Konuyla ilgili olarak bugün İŞAD adına açıklama yapan Metin Şadi, “Ya mevcut yarı-başkanlık sistemine uygun bir yapı kuracağız; ya da başkanlık rejimine uygun bir sistem kuracağız... İhtiyacımız, bu tarihi görevi üstlenecek bir liderliğin-kıvılcımın ortaya çıkması” dedi.
Şadi, son günlerde sıkça genel seçim telaffuz edildiğini ancak ülkede yürütme ve yasamanın iç içe geçtiğini, kendi fonksiyonlarını dahi yerine getirmekten aciz duruma düştüğünü savunarak, “Mevcut yönetim sistemimiz, yapısı ve kurgusu gereği, istikrarlı, sorumlu- hesap verebilir bir yönetim yerine; kıt ülke kaynaklarımızı ve insanlarımızı harcamakta, popülizm ve yozlaşma üretmektedir. Bu sistemle ne yazık düşük performansa ve verimsizliğe mahkûmuz” iddiasında bulundu.

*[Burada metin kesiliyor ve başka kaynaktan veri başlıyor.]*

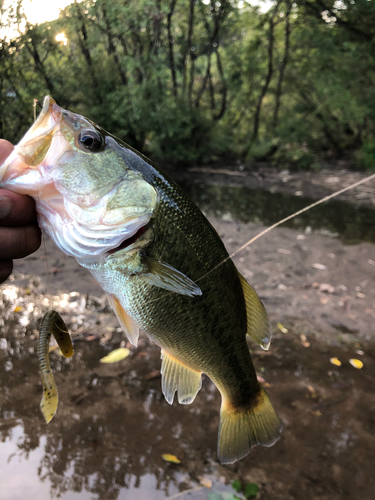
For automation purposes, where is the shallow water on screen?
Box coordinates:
[0,290,375,500]
[0,184,375,500]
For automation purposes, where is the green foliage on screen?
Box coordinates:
[0,0,375,169]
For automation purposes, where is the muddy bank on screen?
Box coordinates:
[0,165,375,500]
[10,218,375,341]
[0,212,375,500]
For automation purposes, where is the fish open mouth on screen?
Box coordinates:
[107,223,150,255]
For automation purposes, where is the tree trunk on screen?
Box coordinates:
[167,0,178,97]
[272,0,292,128]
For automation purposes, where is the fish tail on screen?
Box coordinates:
[218,386,282,464]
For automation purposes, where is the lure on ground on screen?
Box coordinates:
[0,96,281,463]
[38,311,74,424]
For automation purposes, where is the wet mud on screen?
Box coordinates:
[0,175,375,500]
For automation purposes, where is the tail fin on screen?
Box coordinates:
[218,386,282,464]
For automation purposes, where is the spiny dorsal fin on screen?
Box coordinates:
[108,295,139,347]
[238,273,272,351]
[140,257,202,297]
[160,349,202,405]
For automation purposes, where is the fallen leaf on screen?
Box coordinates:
[100,347,130,363]
[349,359,363,370]
[300,333,310,347]
[330,358,341,366]
[311,263,327,271]
[277,323,288,333]
[319,283,335,293]
[85,333,98,342]
[199,477,212,488]
[277,248,292,255]
[161,453,181,464]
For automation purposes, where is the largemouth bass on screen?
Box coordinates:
[0,96,281,463]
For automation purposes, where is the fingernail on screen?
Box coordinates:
[0,196,12,219]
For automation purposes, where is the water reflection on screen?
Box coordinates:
[183,183,375,244]
[0,285,219,500]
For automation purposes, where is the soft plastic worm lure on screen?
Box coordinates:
[38,311,74,424]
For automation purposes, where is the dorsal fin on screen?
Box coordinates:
[238,273,272,351]
[160,349,202,405]
[108,295,139,347]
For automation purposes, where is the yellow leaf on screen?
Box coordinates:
[199,476,212,488]
[277,323,288,333]
[330,358,341,366]
[100,347,130,363]
[349,359,363,370]
[161,453,181,464]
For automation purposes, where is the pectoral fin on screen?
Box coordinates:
[108,295,139,346]
[160,349,202,405]
[141,257,202,297]
[238,273,272,351]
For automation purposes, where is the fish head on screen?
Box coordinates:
[0,96,159,260]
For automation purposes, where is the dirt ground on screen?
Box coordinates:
[0,168,375,500]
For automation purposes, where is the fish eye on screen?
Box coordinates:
[78,130,102,151]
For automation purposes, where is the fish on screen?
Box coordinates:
[0,96,282,464]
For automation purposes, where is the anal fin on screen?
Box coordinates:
[108,295,139,346]
[160,349,202,405]
[238,273,272,351]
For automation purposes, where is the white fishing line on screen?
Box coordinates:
[196,174,375,281]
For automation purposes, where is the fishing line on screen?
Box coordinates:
[196,174,375,281]
[145,170,375,305]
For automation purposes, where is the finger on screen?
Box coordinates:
[0,260,13,283]
[0,139,14,165]
[0,189,37,226]
[0,225,41,260]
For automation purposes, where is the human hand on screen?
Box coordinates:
[0,139,41,283]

Metin Şadi, görüşlerine şöyle devam etti:
“Bu sistemi değiştirmeden, aksak yönlerini düzeltmeden A veya B partinin veya farklı siyasal kişilerin yürütme/yasamada görev alması ülkemizin, aş-iş-refah-sağlık, eğitim vs. sorunlarını çözemeyecektir. Çünkü, sistemin kendisi zaman içinde yapılan müdahalelerle işlevsel ve verimli olmaktan çıkmıştır. Sistem çökmüştür ve sistemi değiştirmeden erken veya zamanında gidilecek bir seçimden de beklenilen sonuç alınamayacaktır. Çünkü, bu sistem kaliteli siyasetçilerimizi de sistem içinde ya etkisiz yapıyor, ya da onları dönüştürüyor. Bu bozuk-aksak sistemden kaliteli ve verimli bir yürütme-yasama performansı beklemek doğru değildir. Kaliteli ve verimli performanslar ancak tesadüflere ve iyi niyetlere kalmıştır.”
Şadi, sistem değişikliği için sivil toplum, üniversiteler ve siyasi partiler düzeyinde bir konsey toplantısına ihtiyaç duyulduğunu ve bu konseyde yapılacak tartışmaların, meclise rehber olacağını söyledi. Mecliste tüm partilerin katılımıyla bir komite oluşması gerektiğini kaydeden Şadi, “Acilen kurulacak bu komisyon, seçim sistemi, Siyasi Partiler Yasası, meclis iç tüzüğü gibi bir dizi sistemle ilgili yasal ve anayasal değişiklikleri bir paket olarak toplumun önüne koymalı ve yeni seçimlere mutlaka bu değişecek sistemle gidilmelidir” dedi.